One of football's great mysteries was why Johan Cruyff missed the 1978 World Cup.
The Dutchman was in the prime of his career but turned down the chance to play for the Netherlands on football's biggest stage.
Holland went on to reach the final in Argentina but lost 3-1 to the hosts, with many blaming Cruyff's absence as the reason that they did not go on to lift the trophy.
But back in 2008, Cruyff revealed exactly why he did not choose to represent his country.
He quashed the talk that he had fallen out with the Dutch football association over sponsorship or that he objected to Argentina's right-wing military junta.
The truth was that his family had been the subject of a kidnap attempt just months before the tournament took place.
Cruyff revealed that a total of seven criminals entered his Barcelona home and held him and his family at gunpoint after being tied up.
At the time he was living with his wife, Danny Coster, and their three childen.
He insisted that the episode changed his outlook on life and that was the reason why he opted out of the 1978 World Cup finals.
Speaking to Catalunya Radio in 2008, Cruyff said: "You should know that I had problems at the end of my career as a player here and I don't know if you know that someone [put] a rifle at my head and tied me up and tied up my wife in front of the children at our flat in Barcelona."
Cruyff escaped and the kidnap attempt was foiled by authorities.
He said: "The children were going to school accompanied by the police.

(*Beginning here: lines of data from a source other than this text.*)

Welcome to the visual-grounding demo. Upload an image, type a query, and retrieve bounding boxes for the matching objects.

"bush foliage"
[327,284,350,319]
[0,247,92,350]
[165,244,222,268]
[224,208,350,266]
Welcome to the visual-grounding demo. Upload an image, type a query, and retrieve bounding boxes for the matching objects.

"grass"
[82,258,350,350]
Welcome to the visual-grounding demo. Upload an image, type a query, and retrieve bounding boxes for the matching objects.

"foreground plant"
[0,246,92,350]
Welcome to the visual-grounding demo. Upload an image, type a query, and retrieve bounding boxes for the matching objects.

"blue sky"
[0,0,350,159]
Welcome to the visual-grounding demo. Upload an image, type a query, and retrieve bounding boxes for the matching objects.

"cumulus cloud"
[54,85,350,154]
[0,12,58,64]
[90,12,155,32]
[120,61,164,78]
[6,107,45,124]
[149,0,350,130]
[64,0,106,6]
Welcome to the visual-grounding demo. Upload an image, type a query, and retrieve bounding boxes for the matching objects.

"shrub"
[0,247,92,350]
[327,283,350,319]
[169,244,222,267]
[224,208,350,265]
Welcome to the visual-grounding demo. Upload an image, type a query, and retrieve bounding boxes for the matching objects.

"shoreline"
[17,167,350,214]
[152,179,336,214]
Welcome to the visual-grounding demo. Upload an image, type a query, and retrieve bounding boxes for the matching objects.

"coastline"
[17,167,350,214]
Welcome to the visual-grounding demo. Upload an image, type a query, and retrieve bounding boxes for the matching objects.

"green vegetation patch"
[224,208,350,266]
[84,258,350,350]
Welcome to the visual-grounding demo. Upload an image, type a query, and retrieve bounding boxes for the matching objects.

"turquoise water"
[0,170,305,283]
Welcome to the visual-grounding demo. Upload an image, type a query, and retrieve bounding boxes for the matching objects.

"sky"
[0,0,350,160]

The police slept in our house for three or four months. I was going to matches with a bodyguard.
"All these things change your point of view towards many things. There are moments in life in which there are other values.
"We wanted to stop this and be a little more sensible. It was the moment to leave football and I couldn't play in the World Cup after this."
Backstory
Kidnapping for ransom or political gain has become such a universal agony that it is easy to forget that 40 years ago it was the world's rich nations that suffered most.
In the 1970s, the proliferation of leftwing guerrilla groups from the US to Germany, Spain and Italy determined to wage war on wealth, capitalism and the established political order left a trail of victims and instilled fear among the rich and famous that anyone was a target.
Patty Hearst, an American newspaper heiress was seized in 1974 by urban guerrillas known as the Symbionese Liberation Army and went on to join her captors.
Peter Lorenz, a conservative candidate for mayor of Berlin, was abducted and freed in 1975.
Hanns Martin Schleyer a German industrialist, was kidnapped in 1977, held for 43 days while ransom demands were made, and ultimately murdered.
The Red Army Faction behind the abduction also counted leading banker Alfred Herrhausen and Karl Heinz Beckurts among its victims.
In Italy the communist Red Brigades kidnapped Christian Democrat leader Aldo Moro. He was killed after a 55-day standoff.
Spain was less acutely affected, though Eta and a shadowy leftwing group known as Grapo also resorted to abductions for political gain.
Sports stars and athletes were rarely targeted, though the hostage taking at the Munich Olympics in 1972, which resulted in the deaths of 11 Israeli athletes, arguably set the chilling standards for the next decade.
As the tactics migrated, footballers found themselves vulnerable in South America, as family members fell prey to kidnapping for ransom.